Youtube-data-harvesting-and-warehousing-using-SQL-and-streamlit

Introduction: This project involves building a data pipeline to harvest data from YouTube, store it in a SQL database, and create an interactive web application for data analysis using Streamlit. The main goals are to collect valuable YouTube data, store it efficiently, and visualize insights interactively.

Project Overview:

Streamlit Application: A user-friendly UI built using Streamlit library, allowing users to interact with the application and perform data retrieval and analysis tasks. YouTube API Integration: Integration with the YouTube API to fetch channel and video data based on the provided channel ID. SQL Data Warehouse: Migration of data from the data lake to a SQL database, allowing for efficient querying and analysis using SQL queries.

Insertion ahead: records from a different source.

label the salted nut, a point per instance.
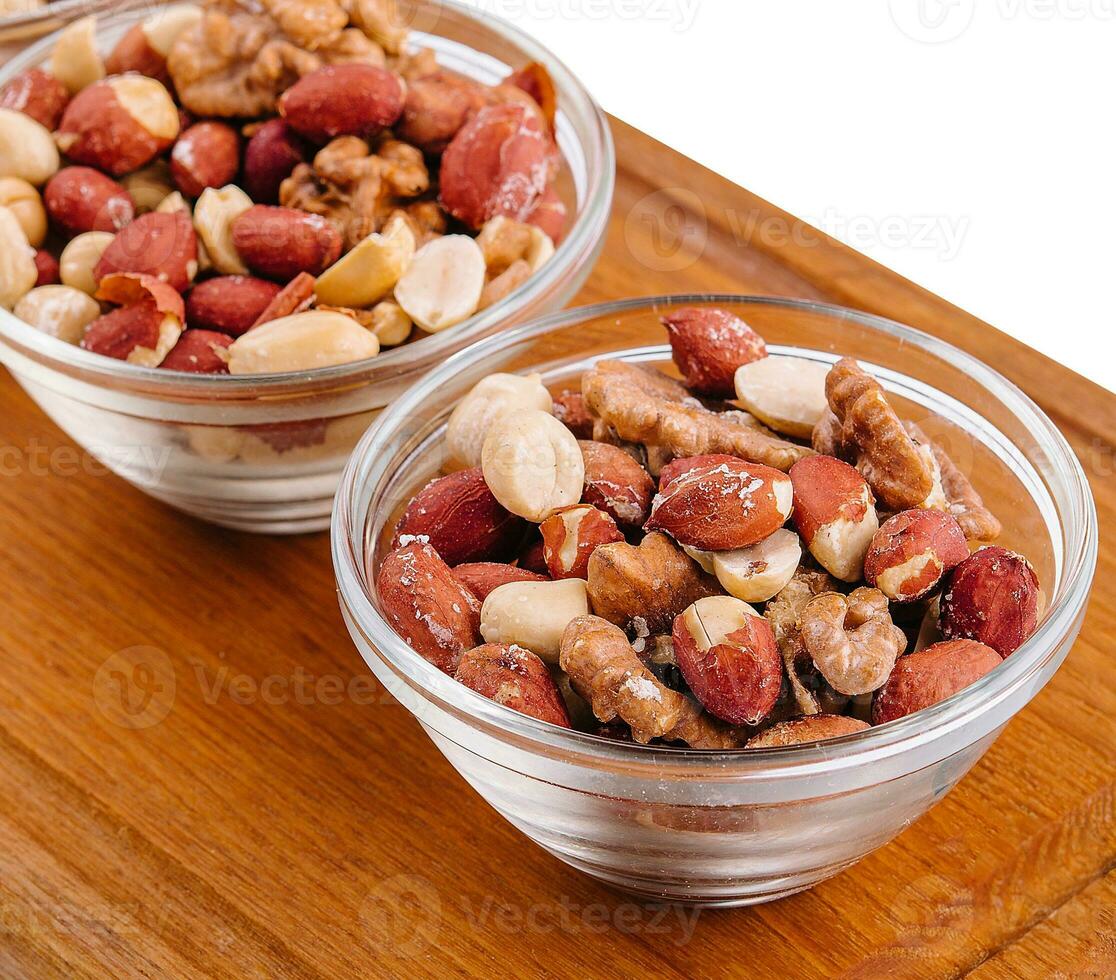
(534, 615)
(758, 573)
(489, 401)
(740, 605)
(787, 394)
(302, 342)
(372, 270)
(532, 464)
(443, 282)
(18, 271)
(853, 640)
(835, 515)
(305, 145)
(59, 311)
(27, 150)
(76, 60)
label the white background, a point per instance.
(967, 144)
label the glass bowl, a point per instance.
(265, 452)
(744, 826)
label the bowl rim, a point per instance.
(576, 247)
(862, 748)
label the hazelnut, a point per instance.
(76, 60)
(787, 394)
(214, 213)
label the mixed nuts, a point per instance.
(308, 188)
(765, 554)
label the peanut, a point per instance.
(787, 394)
(80, 257)
(489, 401)
(443, 284)
(534, 614)
(368, 272)
(27, 150)
(23, 201)
(214, 213)
(76, 61)
(301, 343)
(60, 311)
(391, 325)
(18, 271)
(532, 464)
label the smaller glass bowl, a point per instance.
(265, 452)
(746, 826)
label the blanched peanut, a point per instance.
(18, 271)
(758, 573)
(532, 464)
(489, 401)
(80, 257)
(301, 342)
(534, 614)
(214, 213)
(391, 325)
(148, 186)
(540, 250)
(443, 284)
(76, 60)
(27, 149)
(164, 27)
(503, 241)
(60, 311)
(23, 201)
(787, 394)
(368, 272)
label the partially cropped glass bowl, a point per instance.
(265, 452)
(744, 826)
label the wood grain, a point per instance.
(280, 816)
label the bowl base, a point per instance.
(256, 517)
(696, 894)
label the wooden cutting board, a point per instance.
(282, 817)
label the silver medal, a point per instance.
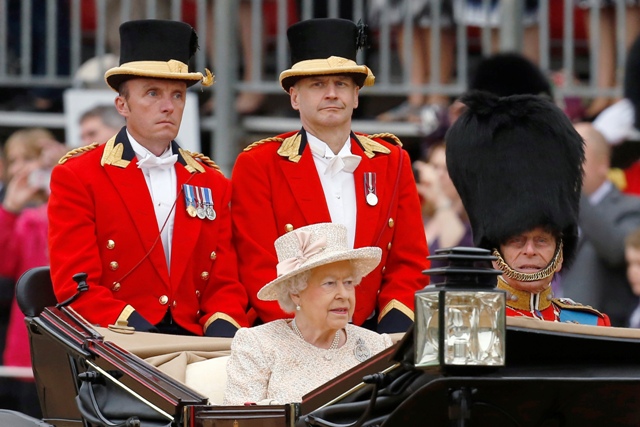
(200, 211)
(211, 213)
(361, 351)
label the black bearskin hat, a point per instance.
(517, 164)
(505, 74)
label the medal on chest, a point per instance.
(199, 201)
(370, 188)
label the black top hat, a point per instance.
(506, 74)
(326, 46)
(517, 165)
(158, 49)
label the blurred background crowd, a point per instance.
(583, 54)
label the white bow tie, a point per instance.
(151, 162)
(346, 162)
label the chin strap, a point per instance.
(530, 277)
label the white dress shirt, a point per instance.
(161, 181)
(336, 176)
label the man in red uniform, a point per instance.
(517, 164)
(327, 173)
(147, 221)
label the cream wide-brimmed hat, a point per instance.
(313, 246)
(156, 48)
(326, 46)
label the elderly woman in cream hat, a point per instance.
(283, 360)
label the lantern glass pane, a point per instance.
(426, 329)
(474, 328)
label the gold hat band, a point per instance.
(530, 277)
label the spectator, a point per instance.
(41, 98)
(247, 101)
(517, 164)
(474, 13)
(125, 211)
(417, 104)
(31, 154)
(607, 46)
(326, 173)
(632, 256)
(446, 222)
(99, 124)
(619, 123)
(606, 217)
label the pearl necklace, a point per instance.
(334, 344)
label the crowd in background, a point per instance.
(606, 270)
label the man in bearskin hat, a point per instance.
(517, 164)
(146, 220)
(325, 172)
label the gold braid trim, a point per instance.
(221, 316)
(262, 141)
(371, 147)
(618, 178)
(569, 304)
(75, 151)
(112, 154)
(204, 159)
(530, 277)
(126, 312)
(290, 148)
(388, 137)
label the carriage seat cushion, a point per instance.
(209, 378)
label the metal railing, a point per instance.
(43, 43)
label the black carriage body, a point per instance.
(556, 374)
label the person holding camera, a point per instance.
(29, 154)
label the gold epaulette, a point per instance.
(193, 165)
(370, 146)
(619, 179)
(262, 141)
(569, 304)
(389, 137)
(76, 151)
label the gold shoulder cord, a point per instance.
(262, 141)
(76, 151)
(388, 136)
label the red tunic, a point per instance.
(274, 193)
(102, 222)
(544, 307)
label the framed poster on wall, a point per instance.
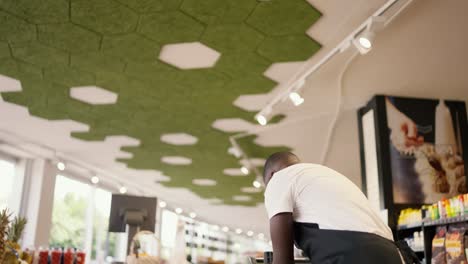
(419, 152)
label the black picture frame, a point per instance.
(378, 105)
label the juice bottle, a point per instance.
(68, 256)
(56, 256)
(80, 257)
(43, 256)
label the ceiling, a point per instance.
(160, 94)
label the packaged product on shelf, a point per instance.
(454, 244)
(438, 246)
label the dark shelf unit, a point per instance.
(429, 230)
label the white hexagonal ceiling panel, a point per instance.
(93, 95)
(179, 139)
(192, 55)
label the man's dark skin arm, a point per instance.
(282, 237)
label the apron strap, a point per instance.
(344, 247)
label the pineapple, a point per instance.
(4, 222)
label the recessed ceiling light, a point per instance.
(61, 166)
(296, 98)
(261, 119)
(366, 39)
(95, 179)
(245, 170)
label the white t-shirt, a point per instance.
(317, 194)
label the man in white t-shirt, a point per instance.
(324, 213)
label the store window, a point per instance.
(7, 176)
(80, 219)
(69, 213)
(169, 222)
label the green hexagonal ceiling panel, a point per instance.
(53, 45)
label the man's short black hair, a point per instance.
(282, 156)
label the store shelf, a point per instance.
(411, 226)
(445, 221)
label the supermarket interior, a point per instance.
(137, 131)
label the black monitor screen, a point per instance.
(120, 203)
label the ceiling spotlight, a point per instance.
(366, 39)
(235, 152)
(261, 119)
(296, 98)
(95, 179)
(61, 166)
(257, 184)
(245, 170)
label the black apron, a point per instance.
(344, 247)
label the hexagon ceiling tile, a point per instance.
(193, 55)
(104, 16)
(252, 102)
(179, 139)
(233, 125)
(233, 172)
(170, 27)
(239, 64)
(13, 29)
(38, 54)
(68, 37)
(143, 6)
(93, 95)
(96, 61)
(176, 160)
(288, 48)
(241, 198)
(69, 76)
(284, 17)
(206, 11)
(130, 47)
(204, 182)
(4, 50)
(45, 11)
(232, 37)
(188, 100)
(283, 71)
(8, 84)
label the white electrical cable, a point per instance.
(331, 129)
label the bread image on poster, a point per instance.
(426, 150)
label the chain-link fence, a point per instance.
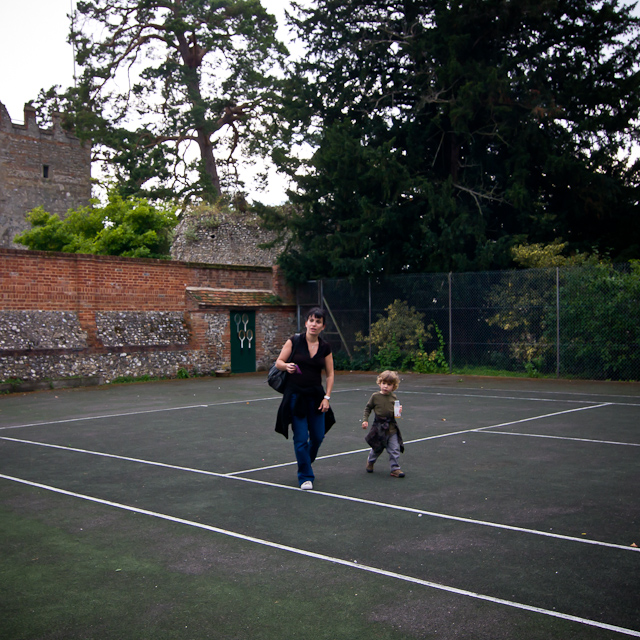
(572, 322)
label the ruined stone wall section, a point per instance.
(39, 167)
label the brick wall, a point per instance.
(69, 315)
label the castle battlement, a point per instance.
(47, 167)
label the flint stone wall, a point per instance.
(123, 323)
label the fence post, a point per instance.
(369, 332)
(450, 329)
(557, 322)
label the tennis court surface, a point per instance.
(171, 510)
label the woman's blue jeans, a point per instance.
(308, 434)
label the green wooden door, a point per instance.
(243, 341)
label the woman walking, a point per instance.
(305, 404)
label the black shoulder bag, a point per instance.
(276, 378)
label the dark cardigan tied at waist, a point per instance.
(285, 414)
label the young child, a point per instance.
(384, 432)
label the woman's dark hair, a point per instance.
(317, 312)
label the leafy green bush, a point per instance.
(599, 329)
(399, 338)
(130, 227)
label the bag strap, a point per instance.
(295, 344)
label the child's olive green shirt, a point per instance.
(382, 405)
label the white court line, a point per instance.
(527, 398)
(137, 413)
(434, 437)
(547, 391)
(375, 503)
(537, 435)
(352, 564)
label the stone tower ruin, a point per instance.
(50, 168)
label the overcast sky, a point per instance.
(35, 55)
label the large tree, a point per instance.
(447, 131)
(160, 77)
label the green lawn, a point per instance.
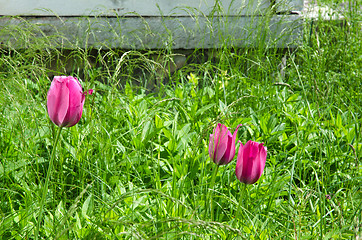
(136, 166)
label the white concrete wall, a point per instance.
(141, 7)
(150, 24)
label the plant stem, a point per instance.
(212, 185)
(241, 200)
(45, 188)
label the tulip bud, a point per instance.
(222, 144)
(250, 162)
(65, 101)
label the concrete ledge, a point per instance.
(152, 32)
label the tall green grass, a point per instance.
(136, 166)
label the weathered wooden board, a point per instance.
(152, 32)
(127, 7)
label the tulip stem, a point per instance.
(241, 200)
(45, 188)
(212, 185)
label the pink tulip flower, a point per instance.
(65, 101)
(250, 162)
(222, 145)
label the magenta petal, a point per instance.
(230, 153)
(211, 146)
(239, 162)
(76, 101)
(222, 142)
(251, 162)
(58, 100)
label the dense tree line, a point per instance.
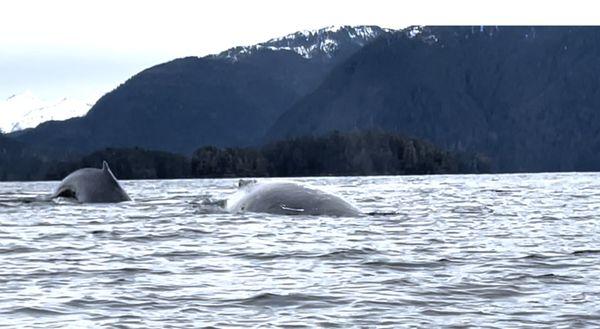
(367, 153)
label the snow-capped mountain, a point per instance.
(317, 44)
(25, 110)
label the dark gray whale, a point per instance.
(92, 185)
(288, 199)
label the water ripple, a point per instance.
(490, 251)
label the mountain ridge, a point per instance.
(180, 105)
(521, 95)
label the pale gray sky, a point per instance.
(82, 49)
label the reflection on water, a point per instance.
(493, 250)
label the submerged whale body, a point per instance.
(91, 185)
(288, 199)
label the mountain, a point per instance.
(228, 99)
(323, 44)
(25, 110)
(528, 97)
(17, 161)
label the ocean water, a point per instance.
(493, 251)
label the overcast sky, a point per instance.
(82, 49)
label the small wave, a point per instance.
(36, 311)
(407, 266)
(586, 252)
(284, 300)
(17, 250)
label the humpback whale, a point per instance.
(91, 185)
(287, 198)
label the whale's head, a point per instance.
(92, 185)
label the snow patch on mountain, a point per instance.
(25, 110)
(321, 43)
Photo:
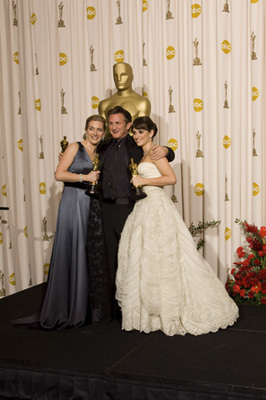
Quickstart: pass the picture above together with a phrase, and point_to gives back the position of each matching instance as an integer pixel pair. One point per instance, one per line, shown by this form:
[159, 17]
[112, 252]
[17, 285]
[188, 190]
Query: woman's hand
[158, 152]
[138, 181]
[93, 176]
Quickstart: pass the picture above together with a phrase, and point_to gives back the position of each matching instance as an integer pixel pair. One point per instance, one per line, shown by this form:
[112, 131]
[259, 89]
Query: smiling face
[118, 126]
[123, 76]
[95, 132]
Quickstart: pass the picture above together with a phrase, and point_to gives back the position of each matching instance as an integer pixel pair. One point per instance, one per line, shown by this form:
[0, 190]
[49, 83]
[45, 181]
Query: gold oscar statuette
[137, 191]
[63, 144]
[126, 97]
[93, 187]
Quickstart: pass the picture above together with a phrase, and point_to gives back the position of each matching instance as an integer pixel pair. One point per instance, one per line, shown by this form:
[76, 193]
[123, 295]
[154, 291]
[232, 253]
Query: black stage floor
[100, 361]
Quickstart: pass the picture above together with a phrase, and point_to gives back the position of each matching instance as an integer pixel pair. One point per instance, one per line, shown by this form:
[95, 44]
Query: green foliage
[197, 230]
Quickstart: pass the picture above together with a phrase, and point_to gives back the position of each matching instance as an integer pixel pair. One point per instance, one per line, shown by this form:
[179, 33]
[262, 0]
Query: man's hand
[158, 152]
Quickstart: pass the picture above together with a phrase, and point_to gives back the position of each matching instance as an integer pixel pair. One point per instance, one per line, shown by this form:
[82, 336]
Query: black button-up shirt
[115, 173]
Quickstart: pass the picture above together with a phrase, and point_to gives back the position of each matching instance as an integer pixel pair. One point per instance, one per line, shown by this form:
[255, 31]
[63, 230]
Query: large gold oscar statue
[125, 96]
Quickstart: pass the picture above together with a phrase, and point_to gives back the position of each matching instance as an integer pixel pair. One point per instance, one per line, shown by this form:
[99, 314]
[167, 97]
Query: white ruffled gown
[162, 282]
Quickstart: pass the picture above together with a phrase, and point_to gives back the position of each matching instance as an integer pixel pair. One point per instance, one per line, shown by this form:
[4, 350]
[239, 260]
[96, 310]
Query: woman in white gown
[162, 282]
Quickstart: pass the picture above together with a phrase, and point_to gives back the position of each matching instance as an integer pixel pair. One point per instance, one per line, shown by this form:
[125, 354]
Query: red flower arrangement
[246, 282]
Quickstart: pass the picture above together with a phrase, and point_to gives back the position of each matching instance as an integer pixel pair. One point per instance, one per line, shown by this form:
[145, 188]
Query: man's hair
[95, 117]
[120, 110]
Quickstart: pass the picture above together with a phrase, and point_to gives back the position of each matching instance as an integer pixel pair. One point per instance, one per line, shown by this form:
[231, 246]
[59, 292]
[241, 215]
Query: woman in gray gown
[66, 301]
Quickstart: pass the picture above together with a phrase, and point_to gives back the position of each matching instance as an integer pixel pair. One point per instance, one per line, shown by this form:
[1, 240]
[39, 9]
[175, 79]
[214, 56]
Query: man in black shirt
[115, 155]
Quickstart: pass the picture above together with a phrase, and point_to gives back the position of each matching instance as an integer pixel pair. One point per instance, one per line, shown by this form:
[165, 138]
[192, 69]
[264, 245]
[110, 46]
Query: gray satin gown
[66, 299]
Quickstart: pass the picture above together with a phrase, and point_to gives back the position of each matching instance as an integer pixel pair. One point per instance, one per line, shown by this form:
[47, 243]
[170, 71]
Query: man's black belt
[118, 200]
[76, 184]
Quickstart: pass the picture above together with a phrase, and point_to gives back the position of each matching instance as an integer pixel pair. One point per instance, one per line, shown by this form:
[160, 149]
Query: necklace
[146, 153]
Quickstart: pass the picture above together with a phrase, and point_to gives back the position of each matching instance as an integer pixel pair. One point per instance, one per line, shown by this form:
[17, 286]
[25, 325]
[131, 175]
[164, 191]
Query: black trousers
[114, 218]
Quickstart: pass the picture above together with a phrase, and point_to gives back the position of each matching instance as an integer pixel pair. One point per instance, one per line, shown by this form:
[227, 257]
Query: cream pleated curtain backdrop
[200, 63]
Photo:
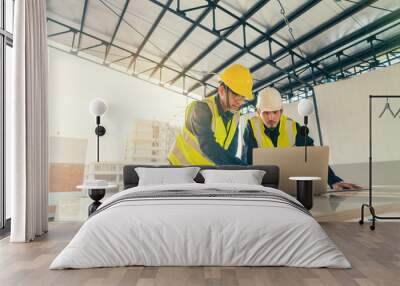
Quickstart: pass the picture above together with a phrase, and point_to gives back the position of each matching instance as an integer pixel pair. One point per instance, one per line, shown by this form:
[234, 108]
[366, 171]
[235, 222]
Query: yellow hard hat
[269, 99]
[238, 78]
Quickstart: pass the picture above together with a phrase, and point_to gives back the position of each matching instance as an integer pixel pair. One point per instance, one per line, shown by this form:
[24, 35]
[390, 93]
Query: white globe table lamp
[97, 107]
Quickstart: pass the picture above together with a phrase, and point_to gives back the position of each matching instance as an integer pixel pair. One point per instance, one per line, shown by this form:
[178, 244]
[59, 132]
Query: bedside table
[96, 193]
[304, 190]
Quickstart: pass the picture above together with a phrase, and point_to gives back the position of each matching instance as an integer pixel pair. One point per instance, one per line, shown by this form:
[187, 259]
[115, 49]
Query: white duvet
[200, 231]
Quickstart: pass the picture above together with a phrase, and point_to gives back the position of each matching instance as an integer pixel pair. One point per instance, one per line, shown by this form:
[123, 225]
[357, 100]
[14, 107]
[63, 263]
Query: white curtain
[28, 124]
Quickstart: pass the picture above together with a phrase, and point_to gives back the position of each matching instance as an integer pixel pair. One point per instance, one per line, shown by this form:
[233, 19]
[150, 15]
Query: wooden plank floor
[375, 257]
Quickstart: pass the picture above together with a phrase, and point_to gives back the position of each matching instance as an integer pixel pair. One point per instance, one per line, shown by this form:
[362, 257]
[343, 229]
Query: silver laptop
[292, 164]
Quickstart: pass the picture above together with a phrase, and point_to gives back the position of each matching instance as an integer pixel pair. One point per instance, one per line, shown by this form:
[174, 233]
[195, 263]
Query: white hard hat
[269, 99]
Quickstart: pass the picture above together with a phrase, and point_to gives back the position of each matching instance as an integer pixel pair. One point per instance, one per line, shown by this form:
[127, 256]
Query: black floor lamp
[305, 108]
[97, 107]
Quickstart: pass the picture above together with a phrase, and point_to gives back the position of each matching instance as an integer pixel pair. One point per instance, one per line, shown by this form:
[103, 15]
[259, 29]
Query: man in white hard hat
[272, 129]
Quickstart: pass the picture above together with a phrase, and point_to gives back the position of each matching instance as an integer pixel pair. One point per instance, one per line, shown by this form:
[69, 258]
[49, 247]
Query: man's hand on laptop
[345, 186]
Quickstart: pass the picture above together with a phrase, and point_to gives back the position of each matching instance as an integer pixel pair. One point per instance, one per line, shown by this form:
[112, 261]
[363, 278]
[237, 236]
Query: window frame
[6, 39]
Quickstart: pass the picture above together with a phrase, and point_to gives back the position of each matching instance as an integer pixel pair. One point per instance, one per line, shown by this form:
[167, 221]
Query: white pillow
[165, 176]
[248, 177]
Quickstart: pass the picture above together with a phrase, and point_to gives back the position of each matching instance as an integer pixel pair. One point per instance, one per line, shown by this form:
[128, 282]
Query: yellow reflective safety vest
[287, 132]
[186, 149]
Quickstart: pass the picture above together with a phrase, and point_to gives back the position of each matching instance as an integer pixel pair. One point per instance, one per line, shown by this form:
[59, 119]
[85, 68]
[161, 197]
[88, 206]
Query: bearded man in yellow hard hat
[272, 129]
[210, 132]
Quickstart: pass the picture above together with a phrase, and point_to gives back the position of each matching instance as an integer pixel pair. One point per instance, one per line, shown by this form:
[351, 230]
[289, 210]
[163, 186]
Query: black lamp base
[100, 130]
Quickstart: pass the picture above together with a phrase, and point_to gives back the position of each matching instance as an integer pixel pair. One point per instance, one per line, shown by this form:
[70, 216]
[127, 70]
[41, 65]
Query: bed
[198, 224]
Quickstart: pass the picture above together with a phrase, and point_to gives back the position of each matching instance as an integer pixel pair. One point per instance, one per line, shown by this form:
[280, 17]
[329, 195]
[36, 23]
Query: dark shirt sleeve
[332, 178]
[199, 123]
[249, 143]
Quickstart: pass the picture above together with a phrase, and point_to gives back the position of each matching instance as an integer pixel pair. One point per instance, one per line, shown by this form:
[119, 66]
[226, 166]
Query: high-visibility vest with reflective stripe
[186, 149]
[287, 132]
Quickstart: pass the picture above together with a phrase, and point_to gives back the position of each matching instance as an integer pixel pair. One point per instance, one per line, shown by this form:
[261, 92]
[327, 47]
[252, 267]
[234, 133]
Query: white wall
[74, 82]
[343, 111]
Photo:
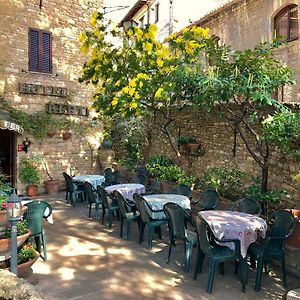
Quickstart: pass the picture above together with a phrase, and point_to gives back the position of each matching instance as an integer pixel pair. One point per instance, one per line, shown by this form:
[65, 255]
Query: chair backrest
[35, 214]
[182, 189]
[69, 182]
[281, 224]
[102, 194]
[209, 199]
[89, 189]
[121, 202]
[204, 234]
[176, 217]
[140, 178]
[248, 205]
[141, 204]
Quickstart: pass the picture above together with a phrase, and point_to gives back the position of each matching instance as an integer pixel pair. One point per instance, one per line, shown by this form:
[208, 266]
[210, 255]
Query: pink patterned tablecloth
[235, 225]
[127, 189]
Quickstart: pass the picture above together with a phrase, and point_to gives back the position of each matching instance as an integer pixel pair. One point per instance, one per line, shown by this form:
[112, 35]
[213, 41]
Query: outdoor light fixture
[14, 215]
[26, 145]
[128, 24]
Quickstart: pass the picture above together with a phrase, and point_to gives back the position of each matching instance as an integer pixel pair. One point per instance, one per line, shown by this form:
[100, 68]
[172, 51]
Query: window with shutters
[286, 23]
[40, 51]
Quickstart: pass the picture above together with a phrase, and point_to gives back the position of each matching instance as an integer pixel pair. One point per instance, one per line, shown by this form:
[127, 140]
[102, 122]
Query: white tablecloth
[235, 225]
[157, 202]
[94, 180]
[127, 189]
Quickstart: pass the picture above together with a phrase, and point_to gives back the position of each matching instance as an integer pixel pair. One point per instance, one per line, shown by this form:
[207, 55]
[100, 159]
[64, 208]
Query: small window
[39, 51]
[156, 12]
[286, 23]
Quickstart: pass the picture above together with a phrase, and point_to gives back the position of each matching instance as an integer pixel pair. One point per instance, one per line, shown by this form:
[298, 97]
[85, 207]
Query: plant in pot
[22, 235]
[29, 173]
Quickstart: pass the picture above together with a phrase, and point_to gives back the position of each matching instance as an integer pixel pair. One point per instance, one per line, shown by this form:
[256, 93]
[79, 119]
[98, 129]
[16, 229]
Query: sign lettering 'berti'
[65, 109]
[37, 89]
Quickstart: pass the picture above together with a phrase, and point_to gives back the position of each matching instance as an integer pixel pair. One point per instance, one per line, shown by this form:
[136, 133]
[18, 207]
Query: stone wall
[245, 23]
[65, 20]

The following technologies are used in this project:

Python: The programming language used for building the application and scripting tasks. Streamlit: A Python library used for creating interactive web applications and data visualizations. YouTube API: Google API is used to retrieve channel and video data from YouTube. SQL (MySQL): A relational database used as a data warehouse for storing migrated YouTube data. Pandas: A data manipulation library used for data processing and analysis.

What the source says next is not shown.